Bu arada, Japon Marksist Takuya Sato'nun, Marx'ın kâr oranlarının düşmesi yasasının 21. yüzyıl Japonya'sı için geçerli olmadığı iddiasını da eleştiriyorlar (Sato bunu 2018'de G. Carchedi ve benim editörlüğünü yaptığım “World in Crisis” (Dünya Krizde) adlı kitabın bir bölümünde yazmıştı.)

Finansal olmayan şirketlerin kârlılık eğilimi ile Japonya'daki sermaye birikimi arasındaki ilişkinin bağlantılı olduğunu ve bunun "1954'ten 2020 yılına kadar aralarında dikkate değer bir paralellik olduğunu, 21. yüzyılda bir ayrışma olmadığını doğruladığını" buldular.

Japonya'nın ekonomik gelişimi, kapitalist gelişimin daha yüksek aşamalarında kârlılık ve birikim eğilimlerini bağlayan yapısal bağlantıları doğruluyor.

ZOMBİ SÜPERSTARA KARŞI

Aynı hikaye İngiltere için de geçerlidir. Yazarlar oradaki kâr oranının 1760'a kadar olan bir ölçüsünü sağlıyor.
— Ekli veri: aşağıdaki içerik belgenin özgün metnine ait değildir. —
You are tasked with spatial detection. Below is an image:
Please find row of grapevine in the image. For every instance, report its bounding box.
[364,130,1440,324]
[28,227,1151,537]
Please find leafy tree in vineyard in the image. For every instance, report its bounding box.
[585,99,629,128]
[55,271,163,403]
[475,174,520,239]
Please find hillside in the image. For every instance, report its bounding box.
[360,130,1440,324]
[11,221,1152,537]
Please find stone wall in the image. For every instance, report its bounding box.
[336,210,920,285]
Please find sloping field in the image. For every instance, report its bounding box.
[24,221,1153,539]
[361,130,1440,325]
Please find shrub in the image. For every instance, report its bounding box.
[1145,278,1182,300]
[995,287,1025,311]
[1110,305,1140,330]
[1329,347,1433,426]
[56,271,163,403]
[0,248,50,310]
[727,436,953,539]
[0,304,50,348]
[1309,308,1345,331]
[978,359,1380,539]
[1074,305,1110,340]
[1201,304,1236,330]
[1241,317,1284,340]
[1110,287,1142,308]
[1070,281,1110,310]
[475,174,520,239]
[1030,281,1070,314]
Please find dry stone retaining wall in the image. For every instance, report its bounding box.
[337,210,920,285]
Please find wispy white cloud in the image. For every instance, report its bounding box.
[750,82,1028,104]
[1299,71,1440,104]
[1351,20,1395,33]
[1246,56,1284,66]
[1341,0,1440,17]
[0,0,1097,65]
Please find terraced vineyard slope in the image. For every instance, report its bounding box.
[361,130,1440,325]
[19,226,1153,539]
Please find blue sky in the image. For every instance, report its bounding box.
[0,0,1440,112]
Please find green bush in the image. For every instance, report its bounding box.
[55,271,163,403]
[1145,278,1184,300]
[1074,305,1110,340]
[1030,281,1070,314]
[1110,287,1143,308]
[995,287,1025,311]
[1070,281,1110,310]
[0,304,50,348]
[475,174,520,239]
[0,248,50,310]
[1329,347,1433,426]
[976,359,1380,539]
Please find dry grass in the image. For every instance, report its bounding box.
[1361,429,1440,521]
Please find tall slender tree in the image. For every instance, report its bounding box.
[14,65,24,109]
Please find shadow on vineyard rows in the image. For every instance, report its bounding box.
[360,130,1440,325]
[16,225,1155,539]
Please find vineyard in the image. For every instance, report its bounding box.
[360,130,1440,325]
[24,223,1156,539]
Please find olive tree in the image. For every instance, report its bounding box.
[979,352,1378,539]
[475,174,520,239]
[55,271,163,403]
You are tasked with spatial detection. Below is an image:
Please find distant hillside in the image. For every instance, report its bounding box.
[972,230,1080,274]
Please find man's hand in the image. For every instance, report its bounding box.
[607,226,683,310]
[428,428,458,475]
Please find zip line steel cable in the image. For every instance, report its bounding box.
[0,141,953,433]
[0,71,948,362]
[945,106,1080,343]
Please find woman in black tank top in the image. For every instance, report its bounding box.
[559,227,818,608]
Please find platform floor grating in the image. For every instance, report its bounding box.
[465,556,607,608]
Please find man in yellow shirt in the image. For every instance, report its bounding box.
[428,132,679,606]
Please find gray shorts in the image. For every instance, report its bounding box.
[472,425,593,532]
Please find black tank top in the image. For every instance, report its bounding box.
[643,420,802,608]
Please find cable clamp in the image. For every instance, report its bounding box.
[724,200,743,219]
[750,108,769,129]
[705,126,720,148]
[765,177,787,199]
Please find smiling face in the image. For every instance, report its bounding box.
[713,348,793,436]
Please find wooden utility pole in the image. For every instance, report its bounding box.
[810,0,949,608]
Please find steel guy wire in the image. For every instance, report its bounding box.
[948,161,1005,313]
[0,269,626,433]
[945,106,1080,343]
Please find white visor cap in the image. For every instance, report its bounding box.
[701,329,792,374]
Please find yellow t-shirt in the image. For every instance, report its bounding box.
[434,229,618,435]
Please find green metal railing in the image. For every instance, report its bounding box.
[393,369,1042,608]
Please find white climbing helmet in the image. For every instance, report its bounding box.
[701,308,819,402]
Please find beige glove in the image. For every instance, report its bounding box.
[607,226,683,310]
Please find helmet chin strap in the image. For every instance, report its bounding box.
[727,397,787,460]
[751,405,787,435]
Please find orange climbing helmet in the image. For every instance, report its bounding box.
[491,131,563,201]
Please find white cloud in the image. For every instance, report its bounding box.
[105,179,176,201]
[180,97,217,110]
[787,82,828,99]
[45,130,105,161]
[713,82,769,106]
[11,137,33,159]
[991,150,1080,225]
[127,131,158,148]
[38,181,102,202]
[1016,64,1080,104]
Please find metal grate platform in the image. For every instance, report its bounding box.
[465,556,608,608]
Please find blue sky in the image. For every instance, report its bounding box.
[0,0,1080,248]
Benzer bir şeyi “Dünya Krizde” adlı kitabımın İngiltere'nin kâr oranıyla ilgili bölümünde yapmıştım.
Mejorado ve Roman ayrıca, ABD'nin en büyük şirketleri ile kârsız 'zombi' şirketler (yazılarımda sıklıkla atıfta bulunurum) arasındaki geniş kârlılık farkının, kurumsal piramidin tepesindeki şirketler tarafından uygulanan tekel gücünün sonucu olduğu fikrini reddeder:

“Aksine, bu, üstün rekabet güçlerinin ve pazar payını ele geçirmek için sürekli devam eden yarıştaki başarılarının bir kanıtıdır. Bir ucunda süperstar firmalar ve diğer ucunda zombiler bulunan 'ikili' ekonomideki kârlılık farkını, Stiglitz ve Mazzucato gibi liberal eleştirmenlerin ısrar ettiği gibi tekel gücünün kanıtı olarak değil, rekabetin savaş olarak yorumluyoruz."